5 MARCH 2019
ICSA suckler chairman John Halley has said that it is imperative that any initiative to get EU Protected Geographical Indication (PGI) status for beef should be focused on developing a niche for animal welfare friendly, less intensive suckler beef systems. “Suckler farming is the image used to promote Irish beef but suckler farmers are not getting the return for their system of farming,” he said.
Mr Halley was speaking following a stakeholder meeting on the subject of attaining PGI status for Irish beef, held in Agriculture House last week.
“PGI status should be used as a mechanism to sell suckler beef as a premium product to discerning consumers. There are many reasons why suckler beef should be seen as premium product, including high animal welfare standards, high natural health status and the fact that much of the suckler production is intrinsically linked with maintaining high amenity landscapes in regions where tourism is vital. Any strategy to get PGI status for the entire kill, including dairy beef, risks making the same mistake as the previous attempt in 2009, which was rejected by the EU Commission.”

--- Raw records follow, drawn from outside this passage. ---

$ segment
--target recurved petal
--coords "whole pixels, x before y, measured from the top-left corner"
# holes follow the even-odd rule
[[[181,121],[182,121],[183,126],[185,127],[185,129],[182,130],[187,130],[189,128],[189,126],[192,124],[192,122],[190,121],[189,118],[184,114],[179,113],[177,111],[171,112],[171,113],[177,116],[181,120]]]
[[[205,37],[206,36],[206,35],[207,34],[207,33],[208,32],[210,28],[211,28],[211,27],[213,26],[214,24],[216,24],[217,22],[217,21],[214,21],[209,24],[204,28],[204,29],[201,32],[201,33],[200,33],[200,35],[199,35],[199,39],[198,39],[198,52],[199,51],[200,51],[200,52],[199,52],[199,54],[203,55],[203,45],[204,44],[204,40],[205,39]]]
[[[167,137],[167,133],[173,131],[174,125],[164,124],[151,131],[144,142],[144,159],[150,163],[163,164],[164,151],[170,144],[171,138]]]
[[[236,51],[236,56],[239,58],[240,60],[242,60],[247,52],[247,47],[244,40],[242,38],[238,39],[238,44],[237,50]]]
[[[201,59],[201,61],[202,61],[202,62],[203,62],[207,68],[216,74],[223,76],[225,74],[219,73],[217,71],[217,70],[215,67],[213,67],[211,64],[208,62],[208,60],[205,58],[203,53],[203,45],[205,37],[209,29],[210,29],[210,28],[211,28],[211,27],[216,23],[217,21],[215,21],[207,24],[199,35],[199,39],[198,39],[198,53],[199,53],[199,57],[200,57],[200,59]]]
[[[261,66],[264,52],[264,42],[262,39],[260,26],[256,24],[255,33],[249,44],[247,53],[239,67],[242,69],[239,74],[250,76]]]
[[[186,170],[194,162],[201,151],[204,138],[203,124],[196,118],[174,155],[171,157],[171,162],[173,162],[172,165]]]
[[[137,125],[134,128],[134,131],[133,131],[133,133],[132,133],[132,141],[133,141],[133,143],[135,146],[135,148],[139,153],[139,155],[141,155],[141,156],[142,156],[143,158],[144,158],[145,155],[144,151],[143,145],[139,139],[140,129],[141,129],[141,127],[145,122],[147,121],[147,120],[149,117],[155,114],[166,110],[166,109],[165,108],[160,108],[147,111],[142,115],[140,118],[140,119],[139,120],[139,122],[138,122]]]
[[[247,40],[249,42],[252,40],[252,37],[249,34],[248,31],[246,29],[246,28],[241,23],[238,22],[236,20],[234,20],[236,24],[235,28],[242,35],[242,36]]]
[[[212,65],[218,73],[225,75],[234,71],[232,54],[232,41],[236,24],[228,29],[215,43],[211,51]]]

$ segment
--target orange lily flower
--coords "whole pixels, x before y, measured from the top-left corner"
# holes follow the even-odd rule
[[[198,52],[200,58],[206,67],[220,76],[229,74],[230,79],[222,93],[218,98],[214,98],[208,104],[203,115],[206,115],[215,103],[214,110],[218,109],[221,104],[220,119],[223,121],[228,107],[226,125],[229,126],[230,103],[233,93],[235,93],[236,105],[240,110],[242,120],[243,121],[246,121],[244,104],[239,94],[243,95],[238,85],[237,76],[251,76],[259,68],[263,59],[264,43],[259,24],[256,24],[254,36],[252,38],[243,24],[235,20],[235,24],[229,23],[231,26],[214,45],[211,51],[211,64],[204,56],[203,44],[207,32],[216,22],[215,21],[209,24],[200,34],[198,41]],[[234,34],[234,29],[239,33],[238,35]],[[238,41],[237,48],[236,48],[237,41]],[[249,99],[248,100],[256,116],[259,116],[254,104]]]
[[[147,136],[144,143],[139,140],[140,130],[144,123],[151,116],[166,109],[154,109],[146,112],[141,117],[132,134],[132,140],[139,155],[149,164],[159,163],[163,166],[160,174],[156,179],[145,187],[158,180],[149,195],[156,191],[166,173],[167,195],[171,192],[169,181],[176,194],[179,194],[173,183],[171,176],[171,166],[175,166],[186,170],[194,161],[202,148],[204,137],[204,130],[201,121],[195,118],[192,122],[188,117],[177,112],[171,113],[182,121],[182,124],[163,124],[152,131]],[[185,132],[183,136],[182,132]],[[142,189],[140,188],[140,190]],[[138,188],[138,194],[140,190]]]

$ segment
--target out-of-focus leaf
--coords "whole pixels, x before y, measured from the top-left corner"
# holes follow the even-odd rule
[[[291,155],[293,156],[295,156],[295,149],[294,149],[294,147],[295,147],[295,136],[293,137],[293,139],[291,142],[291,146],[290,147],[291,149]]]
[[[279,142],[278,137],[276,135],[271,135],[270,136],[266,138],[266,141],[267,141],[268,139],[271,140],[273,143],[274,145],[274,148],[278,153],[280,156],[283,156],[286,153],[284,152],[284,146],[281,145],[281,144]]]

“If we go for one generic PGI to cover everything, suckler farmers will feel let down that dairy farming interests have triumphed again when in fact, this should be used as a device to improve returns from suckler systems.”
“ICSA believes that if there is any hope, it must be the development of a suckler beef brand, based on natural, extensive, pasture-based farming. We cannot have PGI status for all beef, it just won’t fool consumers. Ideally, this should be done in conjunction with a really beneficial agri-environment scheme that is more like REPS and less like GLAS in terms of delivering significant payment levels to farmers engaged in suckler beef production.”
“There will have to be buy-in from the meat industry to market this as a high value niche product. This will not work if we have artificial incentives to encourage farmers to keep more suckler cows. Instead we need to focus on paying better direct payments to more extensive systems of farming because we have seen time and time again that scarcity is far better than traceability or sustainability for farmers.”